For its part, I am delighted by its relationship with its correspondents. And, after going a few nasty rounds with the horrors among the Comment population, I’m happy too with the conversation that takes place online among visitors to mvtimes.com. I am, mostly, satisfied by the volume, the length, and the range of views expressed in the letters and the comments we receive. Which is not to say that I am charmed by each and every opinion, or by the tone of many of the expressions.
Still, the more, the merrier is our view. We like how you sound (most of you). We like how you get after some of your neighbors and leaders and heap love and praise on others. Your letters and comments help us to get to know you.
Why do members of one community, ours, speak up so unreservedly at the drop of a hat, while elsewhere newspaper readers apparently bottle it all up and editors face daily disappointment at mail call?
Habit, probably. Islanders are introspective, irascible, accustomed to having their say, and meddlesome, either naturally or by training. Plus, being residents of a two-newspaper Island where their opinions are regularly solicited, most have found the letters columns and the comment lists (at least in this newspaper) welcoming and widely read by neighbors.
For our letters columns, the rules are pretty simple. The subject must be of interest to Islanders. The correspondent ought to have an Island connection. (No, thank you, to the AARP and the Pork Producers’ Council, who yearn to be regular letter writers or oped columnists.)
Letters, we say, should be clear and concise, though it’s almost hopeless. And in good taste. If you have deplored some of the letters we print, you ought to see the few we reject.

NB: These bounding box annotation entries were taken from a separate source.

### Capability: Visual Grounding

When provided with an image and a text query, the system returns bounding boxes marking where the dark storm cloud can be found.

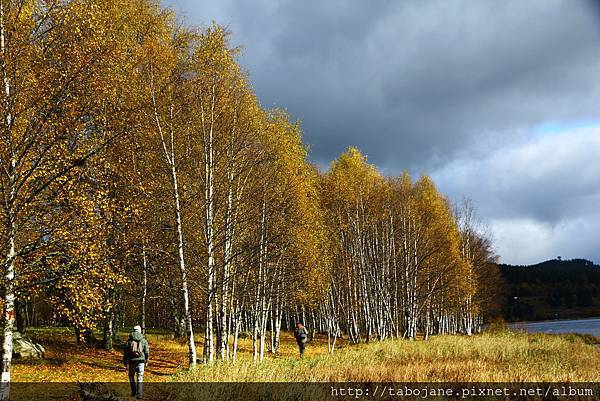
[167,0,600,263]
[163,0,600,172]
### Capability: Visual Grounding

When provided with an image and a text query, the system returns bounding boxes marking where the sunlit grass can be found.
[174,332,600,382]
[13,328,600,382]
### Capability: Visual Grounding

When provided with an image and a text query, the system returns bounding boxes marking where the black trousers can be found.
[129,362,144,399]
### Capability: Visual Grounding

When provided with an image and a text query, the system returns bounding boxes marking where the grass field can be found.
[12,328,600,382]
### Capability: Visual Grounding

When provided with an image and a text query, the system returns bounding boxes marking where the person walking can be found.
[294,322,308,358]
[123,326,150,400]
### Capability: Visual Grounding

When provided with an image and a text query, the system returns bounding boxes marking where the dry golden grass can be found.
[13,329,600,382]
[173,332,600,382]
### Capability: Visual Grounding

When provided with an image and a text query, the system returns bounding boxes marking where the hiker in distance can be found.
[294,322,308,358]
[123,326,150,400]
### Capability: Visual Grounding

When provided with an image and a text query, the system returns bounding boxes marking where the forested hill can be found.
[500,259,600,320]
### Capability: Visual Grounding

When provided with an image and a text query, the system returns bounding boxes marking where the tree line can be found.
[0,0,497,396]
[499,256,600,321]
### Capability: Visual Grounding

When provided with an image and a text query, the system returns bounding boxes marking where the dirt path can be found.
[12,328,187,382]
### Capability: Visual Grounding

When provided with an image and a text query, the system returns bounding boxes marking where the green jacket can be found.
[123,331,150,365]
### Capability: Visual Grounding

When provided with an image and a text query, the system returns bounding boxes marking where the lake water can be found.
[510,318,600,337]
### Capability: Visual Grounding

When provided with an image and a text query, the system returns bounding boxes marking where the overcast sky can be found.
[164,0,600,264]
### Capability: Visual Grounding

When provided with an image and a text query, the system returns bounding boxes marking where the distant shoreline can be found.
[506,316,600,325]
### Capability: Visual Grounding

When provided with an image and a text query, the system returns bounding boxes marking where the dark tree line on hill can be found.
[500,259,600,321]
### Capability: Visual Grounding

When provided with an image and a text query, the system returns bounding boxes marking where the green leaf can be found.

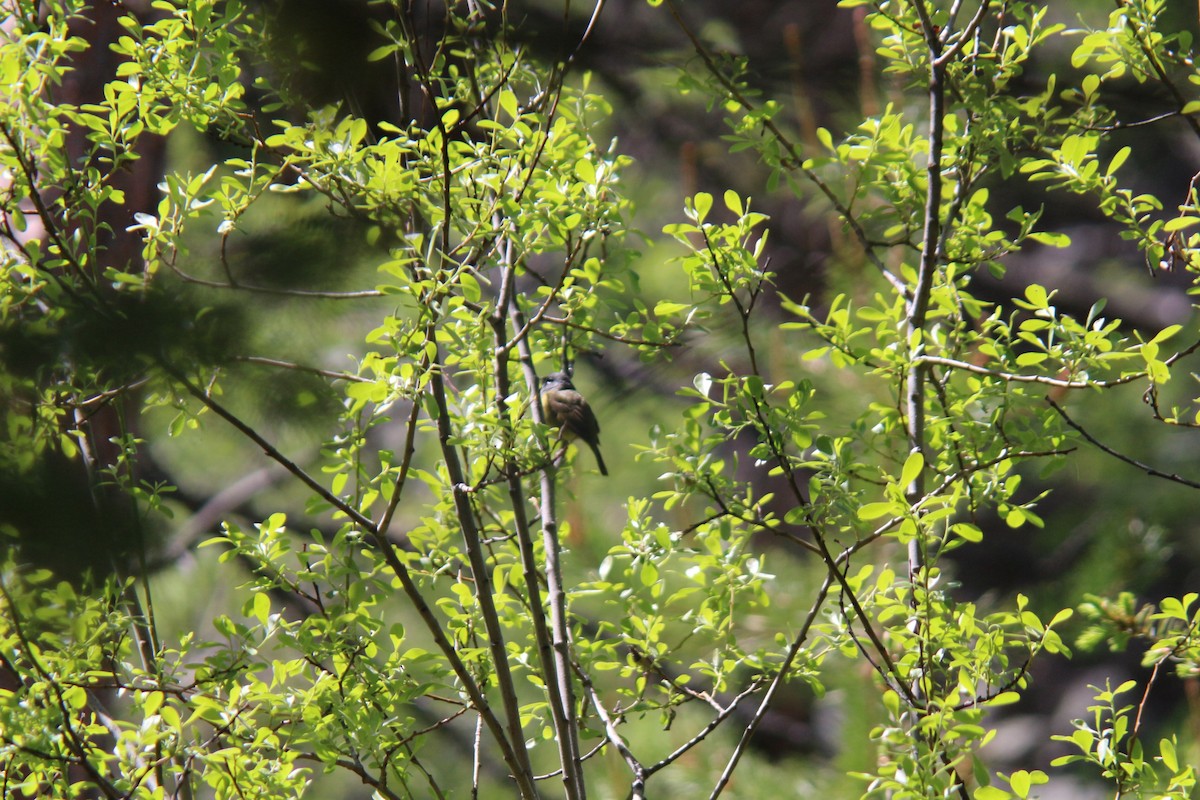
[900,450,925,486]
[725,188,745,217]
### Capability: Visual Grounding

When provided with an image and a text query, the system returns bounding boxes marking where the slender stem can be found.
[426,364,538,799]
[708,571,834,800]
[491,230,586,800]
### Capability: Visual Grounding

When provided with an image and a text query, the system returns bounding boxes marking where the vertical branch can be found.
[491,236,586,800]
[427,359,538,799]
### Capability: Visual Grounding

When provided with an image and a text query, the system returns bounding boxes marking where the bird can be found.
[541,372,608,475]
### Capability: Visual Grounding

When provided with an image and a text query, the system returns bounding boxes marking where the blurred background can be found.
[0,0,1200,798]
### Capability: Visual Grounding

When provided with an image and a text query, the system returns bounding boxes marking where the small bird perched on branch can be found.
[541,372,608,475]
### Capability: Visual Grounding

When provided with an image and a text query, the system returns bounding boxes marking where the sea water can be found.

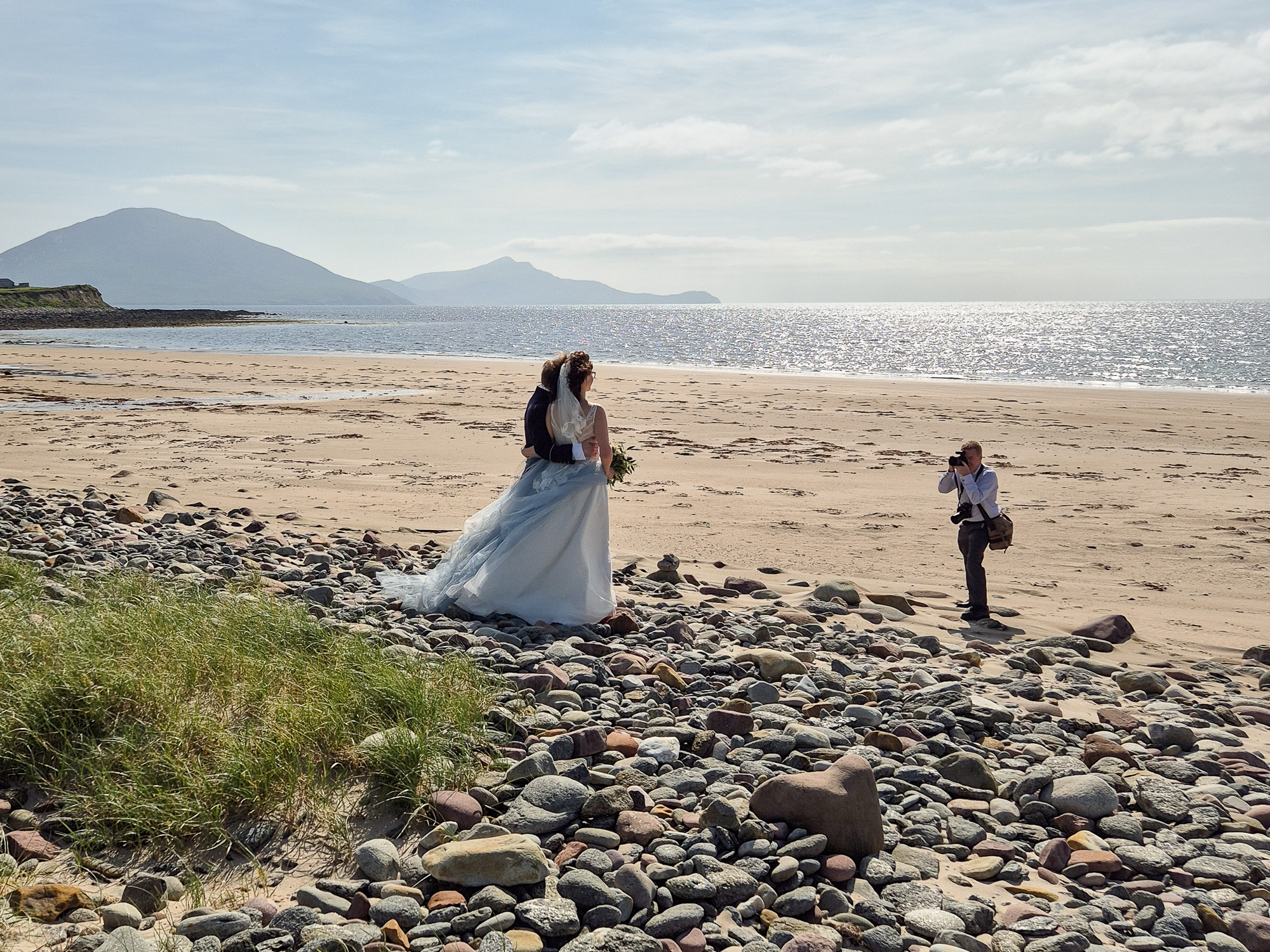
[0,301,1270,392]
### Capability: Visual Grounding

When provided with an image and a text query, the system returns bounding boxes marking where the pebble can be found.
[12,484,1270,952]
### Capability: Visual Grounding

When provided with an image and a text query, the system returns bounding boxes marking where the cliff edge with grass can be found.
[0,284,114,311]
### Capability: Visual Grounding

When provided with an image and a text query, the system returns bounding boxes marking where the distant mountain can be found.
[371,258,719,307]
[0,208,409,306]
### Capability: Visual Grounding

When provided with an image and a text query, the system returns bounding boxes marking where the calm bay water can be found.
[0,301,1270,392]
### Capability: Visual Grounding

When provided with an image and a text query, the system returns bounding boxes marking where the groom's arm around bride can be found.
[522,354,599,463]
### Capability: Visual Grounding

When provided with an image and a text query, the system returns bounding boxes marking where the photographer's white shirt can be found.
[940,463,1001,522]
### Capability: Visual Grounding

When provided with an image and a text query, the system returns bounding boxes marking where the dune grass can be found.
[0,559,497,845]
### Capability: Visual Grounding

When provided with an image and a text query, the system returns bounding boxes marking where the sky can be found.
[0,0,1270,303]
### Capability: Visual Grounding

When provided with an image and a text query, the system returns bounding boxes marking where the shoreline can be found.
[0,338,1270,397]
[0,347,1270,656]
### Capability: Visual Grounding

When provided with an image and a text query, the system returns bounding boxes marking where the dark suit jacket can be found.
[525,387,574,463]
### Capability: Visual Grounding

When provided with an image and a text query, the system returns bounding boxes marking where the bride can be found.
[378,350,617,625]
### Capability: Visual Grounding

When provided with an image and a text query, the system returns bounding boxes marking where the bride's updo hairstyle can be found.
[561,350,594,400]
[541,350,569,400]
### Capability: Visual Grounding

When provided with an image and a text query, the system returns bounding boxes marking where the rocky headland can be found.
[7,480,1270,952]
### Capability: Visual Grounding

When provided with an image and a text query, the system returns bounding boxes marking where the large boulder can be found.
[498,776,591,834]
[931,750,997,796]
[9,882,93,923]
[423,833,551,886]
[812,579,860,605]
[353,839,401,882]
[749,754,884,859]
[1041,773,1120,820]
[1072,614,1133,645]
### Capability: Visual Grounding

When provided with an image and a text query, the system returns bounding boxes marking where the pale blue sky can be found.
[0,0,1270,302]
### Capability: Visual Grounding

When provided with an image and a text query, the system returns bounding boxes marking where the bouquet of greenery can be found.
[608,443,635,486]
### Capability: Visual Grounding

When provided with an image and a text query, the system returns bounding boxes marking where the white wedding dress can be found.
[378,396,617,625]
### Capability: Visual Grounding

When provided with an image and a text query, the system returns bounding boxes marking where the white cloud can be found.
[151,175,300,192]
[1086,217,1270,235]
[569,116,879,185]
[1003,30,1270,159]
[758,156,881,185]
[569,116,763,156]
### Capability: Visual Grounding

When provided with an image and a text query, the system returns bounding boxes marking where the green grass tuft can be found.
[0,559,498,844]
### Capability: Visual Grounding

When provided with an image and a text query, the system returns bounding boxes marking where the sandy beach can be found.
[0,347,1270,659]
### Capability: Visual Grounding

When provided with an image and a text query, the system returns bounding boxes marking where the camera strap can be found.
[952,463,988,510]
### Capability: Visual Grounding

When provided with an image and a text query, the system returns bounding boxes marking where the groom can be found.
[525,354,599,468]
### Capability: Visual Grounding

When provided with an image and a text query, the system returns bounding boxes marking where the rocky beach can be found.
[0,477,1270,952]
[0,352,1270,952]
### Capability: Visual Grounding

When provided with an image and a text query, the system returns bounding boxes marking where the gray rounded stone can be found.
[1045,773,1120,820]
[353,839,401,882]
[904,909,965,939]
[644,902,706,939]
[371,896,427,932]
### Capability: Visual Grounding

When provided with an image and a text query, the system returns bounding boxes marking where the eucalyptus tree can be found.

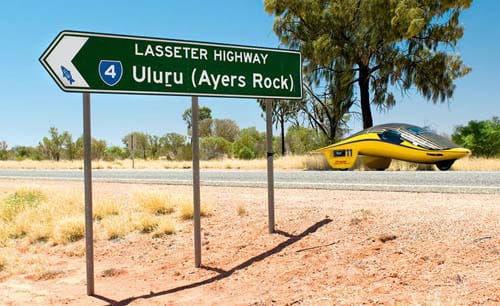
[264,0,472,128]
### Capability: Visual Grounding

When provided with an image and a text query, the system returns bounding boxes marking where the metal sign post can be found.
[266,99,274,234]
[128,134,136,169]
[83,93,94,295]
[191,96,201,268]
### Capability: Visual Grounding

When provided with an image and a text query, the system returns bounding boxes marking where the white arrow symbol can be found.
[42,34,89,87]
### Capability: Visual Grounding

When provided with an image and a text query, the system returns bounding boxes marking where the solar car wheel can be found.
[436,159,455,171]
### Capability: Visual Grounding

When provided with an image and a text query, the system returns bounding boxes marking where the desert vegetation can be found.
[0,188,213,260]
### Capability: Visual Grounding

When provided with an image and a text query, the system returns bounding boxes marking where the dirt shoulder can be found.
[0,180,500,305]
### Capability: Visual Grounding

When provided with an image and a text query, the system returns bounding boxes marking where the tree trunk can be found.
[358,65,373,129]
[280,114,286,156]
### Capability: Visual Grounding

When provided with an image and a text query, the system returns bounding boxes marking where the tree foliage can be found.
[264,0,472,128]
[182,106,212,130]
[452,117,500,157]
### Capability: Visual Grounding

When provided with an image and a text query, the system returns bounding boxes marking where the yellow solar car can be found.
[315,123,470,171]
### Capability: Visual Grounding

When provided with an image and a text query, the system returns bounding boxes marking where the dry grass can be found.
[178,200,212,220]
[134,192,175,215]
[53,216,85,244]
[236,204,248,217]
[92,200,120,220]
[135,214,159,233]
[0,253,7,272]
[0,220,11,247]
[101,214,135,239]
[0,154,500,171]
[154,217,177,237]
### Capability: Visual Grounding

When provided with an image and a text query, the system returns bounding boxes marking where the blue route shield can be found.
[99,60,123,86]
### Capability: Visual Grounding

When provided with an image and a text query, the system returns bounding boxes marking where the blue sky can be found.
[0,0,500,147]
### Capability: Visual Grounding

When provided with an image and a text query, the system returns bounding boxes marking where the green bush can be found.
[200,137,231,160]
[0,189,46,221]
[452,117,500,157]
[233,127,266,158]
[285,126,325,155]
[236,147,255,159]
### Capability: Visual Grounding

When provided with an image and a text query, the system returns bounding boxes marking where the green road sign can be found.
[40,31,302,99]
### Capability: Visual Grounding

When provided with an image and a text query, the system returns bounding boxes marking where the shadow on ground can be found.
[93,219,332,305]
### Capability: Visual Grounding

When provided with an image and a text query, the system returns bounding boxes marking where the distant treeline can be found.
[0,107,328,161]
[0,111,500,161]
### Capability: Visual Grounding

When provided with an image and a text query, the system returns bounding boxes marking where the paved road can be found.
[0,170,500,193]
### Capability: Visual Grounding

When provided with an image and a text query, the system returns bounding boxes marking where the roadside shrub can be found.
[53,215,85,244]
[135,192,175,215]
[452,117,500,157]
[232,127,266,159]
[0,189,46,221]
[285,126,324,155]
[213,119,240,142]
[236,147,255,160]
[10,206,53,243]
[200,137,231,160]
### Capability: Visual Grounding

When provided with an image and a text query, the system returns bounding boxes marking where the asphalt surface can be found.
[0,170,500,193]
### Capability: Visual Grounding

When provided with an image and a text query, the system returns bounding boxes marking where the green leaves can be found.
[452,117,500,157]
[264,0,472,125]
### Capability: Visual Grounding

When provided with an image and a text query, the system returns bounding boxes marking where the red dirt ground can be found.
[0,181,500,305]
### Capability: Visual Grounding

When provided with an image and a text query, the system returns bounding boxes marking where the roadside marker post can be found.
[83,93,94,295]
[266,99,274,234]
[191,96,201,268]
[40,31,302,295]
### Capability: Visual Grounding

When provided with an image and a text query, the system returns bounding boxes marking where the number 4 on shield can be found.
[99,60,123,86]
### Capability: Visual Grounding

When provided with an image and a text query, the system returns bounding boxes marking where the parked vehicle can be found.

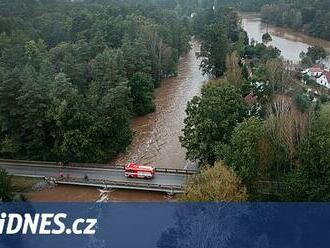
[125,163,155,179]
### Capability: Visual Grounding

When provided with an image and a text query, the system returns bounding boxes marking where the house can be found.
[316,71,330,89]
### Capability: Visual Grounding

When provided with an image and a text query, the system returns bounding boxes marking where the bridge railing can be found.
[54,178,183,191]
[0,158,58,166]
[0,159,197,175]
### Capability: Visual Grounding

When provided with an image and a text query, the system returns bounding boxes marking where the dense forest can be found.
[0,0,190,162]
[261,0,330,40]
[180,4,330,201]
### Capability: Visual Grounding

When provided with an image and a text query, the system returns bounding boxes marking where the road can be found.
[0,161,188,192]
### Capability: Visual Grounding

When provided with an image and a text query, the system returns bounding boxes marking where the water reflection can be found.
[241,14,330,67]
[116,42,206,168]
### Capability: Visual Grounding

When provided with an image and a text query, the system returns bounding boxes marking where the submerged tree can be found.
[179,162,247,202]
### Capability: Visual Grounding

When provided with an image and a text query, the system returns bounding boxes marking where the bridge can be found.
[0,159,196,194]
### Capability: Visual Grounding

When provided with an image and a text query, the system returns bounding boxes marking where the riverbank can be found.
[239,12,330,67]
[115,41,206,169]
[22,41,206,202]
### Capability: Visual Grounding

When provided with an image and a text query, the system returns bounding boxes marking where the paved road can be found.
[0,162,187,186]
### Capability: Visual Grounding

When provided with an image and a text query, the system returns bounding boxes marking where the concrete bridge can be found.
[0,159,196,194]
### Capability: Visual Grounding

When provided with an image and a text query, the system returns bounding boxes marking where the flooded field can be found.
[240,13,330,67]
[27,42,206,202]
[25,185,172,202]
[116,42,206,168]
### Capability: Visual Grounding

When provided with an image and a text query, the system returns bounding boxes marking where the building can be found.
[302,64,324,78]
[302,64,330,89]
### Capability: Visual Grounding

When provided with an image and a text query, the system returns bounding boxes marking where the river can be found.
[27,42,207,202]
[116,42,206,169]
[240,13,330,67]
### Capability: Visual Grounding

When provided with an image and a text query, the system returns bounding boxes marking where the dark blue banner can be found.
[0,203,330,248]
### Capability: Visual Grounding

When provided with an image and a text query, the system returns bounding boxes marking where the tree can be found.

We require signatures and telephone numbers, although nowadays we sometimes have to settle for working e-mail addresses. (Along with comments, which of course appear only on mvtimes.com, Letters to the Editor for the print newspaper now arrive almost exclusively via the submission form on the web site.)
The Times will not, except in a few exceptional cases, publish unsigned letters. If you are going to make a spectacle of yourself, we want everyone to know who you are. That’s not the rule for online comment, where anonymity or pseudonymity rule. Why the difference? I confess, I don’t know for sure. The law places special responsibility on newspapers for things it publishes in print but, at least till now, does not exact the same scrupulousness from web site publishers who maintain a forum for comments from visitors. Part of the difference arises from the fact that it is nearly impossible to determine if the name a commenter might attach to a comment really comes from that person. All this may change, of course, but on the other hand, some of the views expressed by commenters would never see the light of day, not in print or online, if authentic attribution were required. They are not mainstream views and might invite retribution in a small community like this one, but they are the views of some of our neighbors. What to do about it is a daily puzzle.
Sometimes correspondents specify “Not for Publication” on their letters. It’s a way of whispering in the editor’s ear.
“Pssst, you screwed up, but I don’t want to be an I-told-you-so.”
“Pssst, here is the true story, but I don’t want to get caught up in it.”
“Pssst, that was a terrific story you published about so-and-so. I am not the sort that writes letters to the editor, but if I were I would tell you how much I enjoyed it.”
Sometimes, the most affecting letters and comments are not headlined “Private” even though they ought to be. They are unreserved and defenseless, the correspondents convinced that through the letters and comments columns they may be in direct touch with sympathetic neighbors.
I particularly remember one classic example. In three or four densely typewritten pages the authors detailed a business tragedy. They were offering an explanation to the newspaper and the community. And the letter concluded this way:
“The unfortunate outcome was that no monies were able to benefit [homeless and abused children]. We’ve lost the support system for [them]. We’ve lost the restaurant, the bulk of my anticipated inheritance is lost, I’ve lost the home I was buying because I can’t afford the payments as I am now unable to be gainfully employed. With no health insurance I have astronomical medical bills and there are yet more medical expenses to come. Thank you for your consideration and compassion … and for your understanding and assistance …”
Being Islanders, they knew you would understand.